Figure 1
Characterization of nanosized copper particles (nano Cu). A and B, Transmission electron microscope images of nano Cu. C and D, Scanning electron microscopy images of nano Cu. Scale bars: A, 200 nm; B, 50 nm; C, 2.00 μm; D, 500 nm. E, Distribution of nano Cu average size in culture medium was determined by dynamic light scattering image.
Figure 2
Effect of nanosized copper particles (nano Cu) on cell viability in mesangial cells (MCs). A culture medium (0, 1, 10, 30, and 50 μg/mL nano Cu) was used to treat the MCs for 1, 2, 3, 6, and 12 h. A CCK-8 assay was used to measure the viability of the cells, and the outcomes are reported as the absorbance percentage relative to the control group. Data are reported as means±SD (n=6/group). **P<0.01 vs control group (ANOVA).
Figure 3
Effect of nanosized copper particles (nano Cu) on cell apoptosis in mesangial cells (MCs) by flow cytometry analysis. Cells were exposed to 0, 1, 10, 30, and 50 μg/mL nano Cu for 3 h. A, Control group. B-E, Cells treated with 1, 10, 30, and 50 µg/mL nano Cu, respectively. F, Bar graph of the results. Data are reported as means±SD, from three independent experiments. **P<0.01 vs control group (ANOVA).
Figure 4
Effect of nanosized copper particles (nano Cu) on cell morphological characteristics of apoptosis by Hoechst 33342 staining in mesangial cells (MCs).

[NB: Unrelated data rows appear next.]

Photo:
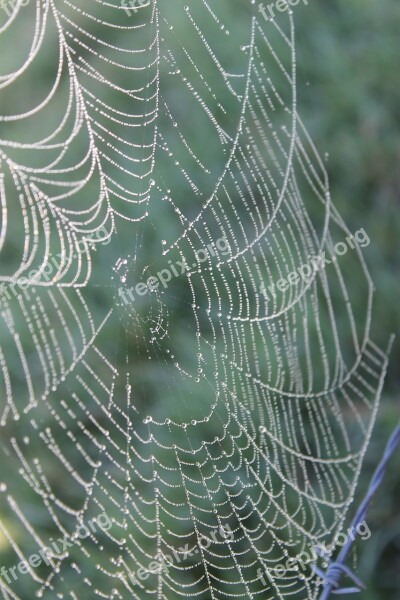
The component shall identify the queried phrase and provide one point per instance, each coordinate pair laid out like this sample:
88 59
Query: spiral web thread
265 423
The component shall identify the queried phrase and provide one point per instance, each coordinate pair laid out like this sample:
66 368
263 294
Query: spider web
203 405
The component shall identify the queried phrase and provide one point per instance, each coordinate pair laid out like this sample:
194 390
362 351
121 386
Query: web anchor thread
336 569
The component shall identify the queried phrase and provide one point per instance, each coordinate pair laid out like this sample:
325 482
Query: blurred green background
349 99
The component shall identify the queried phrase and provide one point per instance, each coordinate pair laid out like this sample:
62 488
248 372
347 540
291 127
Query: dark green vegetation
349 99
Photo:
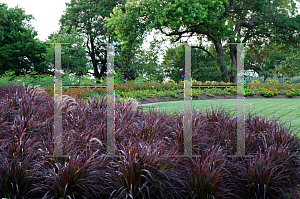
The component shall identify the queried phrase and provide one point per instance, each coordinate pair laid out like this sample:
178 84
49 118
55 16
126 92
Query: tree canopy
221 22
19 50
73 54
89 17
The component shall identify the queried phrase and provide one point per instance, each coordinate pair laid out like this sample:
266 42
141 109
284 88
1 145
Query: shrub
287 82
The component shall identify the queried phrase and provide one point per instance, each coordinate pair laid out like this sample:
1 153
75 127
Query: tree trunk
221 60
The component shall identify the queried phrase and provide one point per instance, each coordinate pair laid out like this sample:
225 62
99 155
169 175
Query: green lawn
287 110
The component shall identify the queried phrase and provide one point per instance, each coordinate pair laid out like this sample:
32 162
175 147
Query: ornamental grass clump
143 171
146 145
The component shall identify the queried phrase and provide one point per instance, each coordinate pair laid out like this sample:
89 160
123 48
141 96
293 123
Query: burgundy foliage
146 164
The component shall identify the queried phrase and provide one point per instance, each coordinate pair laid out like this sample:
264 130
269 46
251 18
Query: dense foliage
19 49
146 145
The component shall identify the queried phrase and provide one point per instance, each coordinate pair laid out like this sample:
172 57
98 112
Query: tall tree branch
202 48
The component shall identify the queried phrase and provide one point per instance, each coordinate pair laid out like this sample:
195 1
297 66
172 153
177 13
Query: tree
291 66
19 50
89 16
74 57
204 68
218 21
147 63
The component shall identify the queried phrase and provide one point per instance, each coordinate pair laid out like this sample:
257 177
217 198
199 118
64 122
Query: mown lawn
286 110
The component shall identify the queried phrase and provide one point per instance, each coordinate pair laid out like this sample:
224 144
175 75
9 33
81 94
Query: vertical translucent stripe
240 101
110 101
187 122
57 103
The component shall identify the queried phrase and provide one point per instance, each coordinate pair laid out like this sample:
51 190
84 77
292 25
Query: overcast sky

Cells treated using nano Cu for 3 h were stained with Hoechst 33342 and images were observed under the fluorescence microscope. A, Control group. B-E, Cells treated with 1, 10, 30, and 50 µg/mL nano Cu, respectively. The white arrows show nuclear condensation and fragmentation in MCs. Scale bar, 50 µm. F, Bar graph of the results. Data are reported as means±SD, from three independent experiments. **P<0.01 vs control group (ANOVA).
Figure 5
Effect of nanosized copper particles (nano Cu) on the activity of caspase-3 in mesangial cells (MCs) by ELISA. MCs were treated with different concentrations of nano Cu (0, 1, 10, 30, and 50 μg/mL) for 3 h. Data are reported as means±SD, from three independent experiments. **P<0.01 vs control group (ANOVA).
Figure 6
Effect of nanosized copper particles (nano Cu) on the generation of reactive oxygen species in mesangial cells (MCs) by DCFH-DA staining with flow cytometry analysis. Cells were exposed to 0, 1, 10, 30, and 50 μg/mL nano Cu for 3 h and fluorescence intensity was measured. A, Control group. B-E, Cells treated with 1, 10, 30, and 50 µg/mL nano Cu, respectively. F, Bar graph of the results. Data are reported as means±SD, from three independent experiments. *P<0.05, **P<0.01 vs control group (ANOVA).
Figure 7
Effect of nanosized copper particles (nano Cu) on autophagy in mesangial cells (MCs). A, Effect of nano Cu on the formation of acidic vesicular organelles in MCs. Cells were treated with nano Cu for 3 h, stained by acridine orange. The formation of acidic vesicular organelles was examined under fluorescence microscopy. Scale bar is 50 µm. B, Cells were subjected to Western blotting analysis with anti-Beclin-1, anti-LC3, and anti-p62 antibodies, after exposing to 0, 10, 30, and 50 μg/mL nano Cu for 3 h. GAPDH served as the loading control. C, The corresponding linear diagram of immunoblotting quantitation was shown. Each reported value represents as means±SD. From three independent experiments. D, Effect of 3-MA on the cytoxicity of nano Cu in MCs. A CCK-8 assay was used to detect the effect of 3-MA on the cytoxicity of nano Cu on cell viability in MCs. Cells were exposed to cell culture medium, 1, 10, 30, and 50 μg/mL nano Cu, and 30 μg/mL nano Cu+3-MA for 3 h. Data are reported as means±SD (n=6/group). *P<0.05, **P<0.01 vs control group. ##P<0.01 vs 30μg/mL nano Cu group.
Figure 8
Effect of nanosized copper particles (nano Cu) on the Akt/mTORp70S6K pathway in mesangial cells (MCs). A, MCs were exposed to 0, 10, 30, and 50 μg/mL nano Cu for 3 h and subjected to western blotting analysis with anti-Akt, anti-p-Akt, anti-mTOR, anti-p-mTOR, anti-p70S6K, and anti-p-p70S6K antibodies. GAPDH served as the loading control. B, Corresponding linear diagrams of immunoblotting quantitation. Data are reported as means±SD, from three independent experiments. *P<0.05, **P<0.01 vs control group (ANOVA).